Batı’da Müslümanların peygamber algısı anlaşılamıyor


  • Kayıt: 26.10.2018 01:51:00 Güncelleme: 20.12.2020 13:06:34

Batı’da Müslümanların peygamber algısı anlaşılamıyor


Hristiyanlıkta İslâm’daki gibi bir peygamber anlayışı olmadığından, Müslümanlar için Hazreti Peygamber’in ifade ettiği değeri, ona duyulan saygı ve sevgiyi Batılıların anlaması zor. Buna bir de İslâm ve Hazreti Peygamber’e yönelik  ön yargılı, İslamofobik arka plan da eklenince, durum hasmane söylem ve eylemlere dönüşebiliyor.


Hollanda Başbakanı Rutte’nin bir açıklaması da meseleye sadece “fikir özgürlüğü” temelinde yaklaştığını, Müslümanların peygamberlerine duydukları sevgi ve saygı konusunda empati kurmaktan yoksun olduğunu gösteriyor. Kendisinin de dindar biri olduğuna işaret eden Rutte, “Ben Hristiyan’ım ve inancım her gün gülünç duruma düşürülüyor; inançlı insanlar küçük darbelere karşı dayanıklı olmalı ve bu tabiatıyla Müslümanlar için de geçerli” diyor. İlk bakışta bu açıklama makul gelse de, “liberal” bir partinin (VVD) lideri olan Rutte’nin dini de “liberal” yorumladığı ve Müslümanların Hazreti Peygamber’e dair sevgi ve saygısını yeterince anlamadığı açık.


Bu olay vesilesiyle üzerinde durulması, irdelenmesi gereken önemli konu (Başbakan Rutte ve Dışişleri Bakanı Stef Blok tarafından bu bağlamda bir kez daha ileri sürülen) fikir özgürlüğünün nasıl ele alınacağı. Zira fikir özgürlüğü konusu son yıllarda Batı’da Müslümanlar özelinde istismar edilen, sınırsız olarak anlaşılan, çifte standartlı tutumlarda kendisine sığınılan en önemli kavramlardan biri. Nitekim Müslüman karşıtlığında sınır tanımayan, Müslümanların kutsallarına yönelik her türlü hakareti adet haline getirmiş olan Wilders de bu yarışmayı, (ironi gibi dursa da) giderek baskı altına alındığını düşündüğü ifade özgürlüğünü savunmak için “güçlü bir karşı ses” ortaya koymak maksadıyla düzenlediğini söylüyor. Ancak aynı Wilders’ın, partisinin Utrecht Belediye Meclisi üyesi adaylarından Henk van Deun’un geçtiğimiz günlerde Hollanda’daki bütün camiler gibi kentteki Ulu Cami’nin de “yakılıp yıkılması” çağrısına hiçbir ses vermemesi göz önüne alınırsa, onun Müslümanların kutsallarına yönelik şiddeti bile “fikir özgürlüğü”nden saydığı ortaya çıkıyor.

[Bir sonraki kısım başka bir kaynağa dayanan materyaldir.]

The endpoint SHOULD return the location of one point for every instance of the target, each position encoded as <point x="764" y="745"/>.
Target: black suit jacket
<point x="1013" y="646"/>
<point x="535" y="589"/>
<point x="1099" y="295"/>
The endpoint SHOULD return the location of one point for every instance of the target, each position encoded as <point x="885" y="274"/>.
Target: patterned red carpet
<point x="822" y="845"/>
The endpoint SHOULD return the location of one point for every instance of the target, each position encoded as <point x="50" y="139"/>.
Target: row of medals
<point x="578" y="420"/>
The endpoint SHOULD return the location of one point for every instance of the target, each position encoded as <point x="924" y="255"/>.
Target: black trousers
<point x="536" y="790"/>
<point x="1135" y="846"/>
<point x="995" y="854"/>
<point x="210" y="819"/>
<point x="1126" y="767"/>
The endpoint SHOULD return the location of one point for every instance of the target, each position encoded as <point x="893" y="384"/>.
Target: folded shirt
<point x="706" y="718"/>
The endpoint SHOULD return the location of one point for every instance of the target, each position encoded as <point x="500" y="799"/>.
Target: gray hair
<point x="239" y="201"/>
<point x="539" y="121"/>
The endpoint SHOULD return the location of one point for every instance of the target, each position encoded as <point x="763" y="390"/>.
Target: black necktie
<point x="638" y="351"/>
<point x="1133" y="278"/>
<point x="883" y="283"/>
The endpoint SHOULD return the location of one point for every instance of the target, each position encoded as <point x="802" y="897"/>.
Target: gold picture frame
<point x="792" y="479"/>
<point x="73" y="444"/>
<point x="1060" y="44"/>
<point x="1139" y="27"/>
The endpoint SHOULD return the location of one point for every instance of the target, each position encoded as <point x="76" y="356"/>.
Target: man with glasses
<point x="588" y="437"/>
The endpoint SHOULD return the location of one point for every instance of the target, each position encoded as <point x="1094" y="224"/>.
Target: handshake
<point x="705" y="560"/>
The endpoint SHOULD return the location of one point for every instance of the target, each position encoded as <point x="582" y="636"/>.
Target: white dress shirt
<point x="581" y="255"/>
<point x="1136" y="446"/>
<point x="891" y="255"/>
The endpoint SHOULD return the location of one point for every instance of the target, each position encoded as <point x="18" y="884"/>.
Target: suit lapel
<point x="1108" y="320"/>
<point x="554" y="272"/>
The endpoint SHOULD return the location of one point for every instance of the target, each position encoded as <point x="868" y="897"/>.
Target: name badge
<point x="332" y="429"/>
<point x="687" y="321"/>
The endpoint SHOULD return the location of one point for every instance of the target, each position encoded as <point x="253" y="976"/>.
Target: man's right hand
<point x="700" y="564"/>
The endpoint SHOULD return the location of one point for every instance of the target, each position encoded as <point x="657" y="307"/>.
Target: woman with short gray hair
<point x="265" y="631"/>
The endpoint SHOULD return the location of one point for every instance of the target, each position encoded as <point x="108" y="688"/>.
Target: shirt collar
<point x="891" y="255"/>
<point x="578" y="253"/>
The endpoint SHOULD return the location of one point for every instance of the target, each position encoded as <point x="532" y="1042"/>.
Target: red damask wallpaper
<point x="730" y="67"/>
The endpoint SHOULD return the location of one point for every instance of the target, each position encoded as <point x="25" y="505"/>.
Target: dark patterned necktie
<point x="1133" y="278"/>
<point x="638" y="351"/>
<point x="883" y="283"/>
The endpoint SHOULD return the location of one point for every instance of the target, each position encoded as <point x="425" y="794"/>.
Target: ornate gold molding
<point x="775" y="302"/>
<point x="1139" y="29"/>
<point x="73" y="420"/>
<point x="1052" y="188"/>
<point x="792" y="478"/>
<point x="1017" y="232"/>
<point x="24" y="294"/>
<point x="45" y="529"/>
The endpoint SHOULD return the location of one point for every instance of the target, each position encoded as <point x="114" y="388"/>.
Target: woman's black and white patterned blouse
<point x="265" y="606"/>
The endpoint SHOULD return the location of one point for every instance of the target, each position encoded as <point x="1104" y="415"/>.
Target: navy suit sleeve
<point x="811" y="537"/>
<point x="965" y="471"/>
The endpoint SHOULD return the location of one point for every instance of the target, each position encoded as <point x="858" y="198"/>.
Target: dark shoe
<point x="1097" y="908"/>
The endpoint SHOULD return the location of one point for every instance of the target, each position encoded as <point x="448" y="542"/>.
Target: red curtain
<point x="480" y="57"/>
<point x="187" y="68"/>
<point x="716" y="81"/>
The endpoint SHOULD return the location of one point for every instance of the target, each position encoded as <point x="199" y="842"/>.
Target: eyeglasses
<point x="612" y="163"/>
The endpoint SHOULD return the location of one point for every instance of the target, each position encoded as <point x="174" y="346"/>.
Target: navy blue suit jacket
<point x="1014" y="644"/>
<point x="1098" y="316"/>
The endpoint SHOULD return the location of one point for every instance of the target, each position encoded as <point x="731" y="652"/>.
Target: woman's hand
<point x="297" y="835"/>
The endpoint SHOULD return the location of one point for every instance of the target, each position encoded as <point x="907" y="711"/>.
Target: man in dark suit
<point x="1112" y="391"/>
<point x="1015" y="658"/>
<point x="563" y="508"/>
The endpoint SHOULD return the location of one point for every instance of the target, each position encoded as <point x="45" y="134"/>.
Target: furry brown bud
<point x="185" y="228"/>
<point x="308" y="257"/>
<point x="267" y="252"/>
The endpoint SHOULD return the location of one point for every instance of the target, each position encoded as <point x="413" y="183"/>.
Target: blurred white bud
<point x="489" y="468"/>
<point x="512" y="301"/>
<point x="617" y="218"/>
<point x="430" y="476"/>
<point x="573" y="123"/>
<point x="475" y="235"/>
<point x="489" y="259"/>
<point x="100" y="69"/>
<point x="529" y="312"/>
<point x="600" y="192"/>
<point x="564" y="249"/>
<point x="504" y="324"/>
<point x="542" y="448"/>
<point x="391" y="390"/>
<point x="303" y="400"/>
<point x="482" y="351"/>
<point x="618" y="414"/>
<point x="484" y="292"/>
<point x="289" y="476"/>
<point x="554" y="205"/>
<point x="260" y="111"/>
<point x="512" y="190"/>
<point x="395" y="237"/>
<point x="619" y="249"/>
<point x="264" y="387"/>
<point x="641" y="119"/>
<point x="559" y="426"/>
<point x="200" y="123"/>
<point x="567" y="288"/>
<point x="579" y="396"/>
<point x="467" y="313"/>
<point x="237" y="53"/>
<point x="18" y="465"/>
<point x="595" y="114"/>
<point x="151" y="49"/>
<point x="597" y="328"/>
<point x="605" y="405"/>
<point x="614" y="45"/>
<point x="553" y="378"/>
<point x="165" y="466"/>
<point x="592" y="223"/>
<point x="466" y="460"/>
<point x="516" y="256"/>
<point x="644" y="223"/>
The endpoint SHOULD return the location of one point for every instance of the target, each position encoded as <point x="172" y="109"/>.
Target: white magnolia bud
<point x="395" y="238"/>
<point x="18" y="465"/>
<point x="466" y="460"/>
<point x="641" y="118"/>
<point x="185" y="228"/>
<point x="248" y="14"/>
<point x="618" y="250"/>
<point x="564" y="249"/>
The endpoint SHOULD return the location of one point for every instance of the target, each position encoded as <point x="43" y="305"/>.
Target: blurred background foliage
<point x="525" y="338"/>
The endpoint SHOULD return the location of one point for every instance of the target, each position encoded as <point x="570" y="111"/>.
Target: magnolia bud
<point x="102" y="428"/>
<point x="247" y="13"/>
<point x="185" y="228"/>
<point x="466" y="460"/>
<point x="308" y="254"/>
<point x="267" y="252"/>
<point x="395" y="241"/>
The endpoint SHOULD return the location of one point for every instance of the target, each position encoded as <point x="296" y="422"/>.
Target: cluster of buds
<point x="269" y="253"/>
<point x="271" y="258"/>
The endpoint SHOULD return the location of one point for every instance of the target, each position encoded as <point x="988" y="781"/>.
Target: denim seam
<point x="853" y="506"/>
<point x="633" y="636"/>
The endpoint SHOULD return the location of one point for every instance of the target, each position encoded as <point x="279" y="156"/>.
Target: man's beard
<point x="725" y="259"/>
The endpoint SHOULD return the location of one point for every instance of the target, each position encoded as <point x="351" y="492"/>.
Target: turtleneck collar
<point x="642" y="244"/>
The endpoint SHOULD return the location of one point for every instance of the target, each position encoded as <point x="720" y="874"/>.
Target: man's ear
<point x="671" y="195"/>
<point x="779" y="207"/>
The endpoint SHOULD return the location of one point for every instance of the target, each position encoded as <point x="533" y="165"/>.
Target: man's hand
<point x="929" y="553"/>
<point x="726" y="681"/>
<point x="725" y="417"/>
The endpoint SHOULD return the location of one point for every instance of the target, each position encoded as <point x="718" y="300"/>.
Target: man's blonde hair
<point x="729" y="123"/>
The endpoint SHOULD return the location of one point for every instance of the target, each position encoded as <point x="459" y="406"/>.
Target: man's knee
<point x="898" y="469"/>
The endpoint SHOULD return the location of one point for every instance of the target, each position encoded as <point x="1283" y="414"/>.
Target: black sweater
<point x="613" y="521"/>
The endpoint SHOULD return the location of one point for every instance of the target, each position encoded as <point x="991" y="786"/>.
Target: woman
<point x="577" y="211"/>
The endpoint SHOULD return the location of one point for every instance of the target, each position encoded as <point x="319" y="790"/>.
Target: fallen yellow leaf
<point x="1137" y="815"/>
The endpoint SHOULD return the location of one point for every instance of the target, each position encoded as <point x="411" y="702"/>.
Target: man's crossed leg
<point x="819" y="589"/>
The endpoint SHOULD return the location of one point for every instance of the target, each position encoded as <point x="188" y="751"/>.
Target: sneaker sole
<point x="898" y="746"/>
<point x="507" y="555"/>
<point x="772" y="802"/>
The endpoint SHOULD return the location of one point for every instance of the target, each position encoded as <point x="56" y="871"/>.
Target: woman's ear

Tabiatıyla fikir özgürlüğüyle bağlantılı olarak düşünülmesi gereken bir diğer kavram da “din ve vicdan özgürlüğü”. Ancak bu kavram Hollanda’da daha ziyade fikir özgürlüğü içinde değerlendiriliyor ve Müslümanlarla ilgili tartışmalarda genelde buharlaşıyor.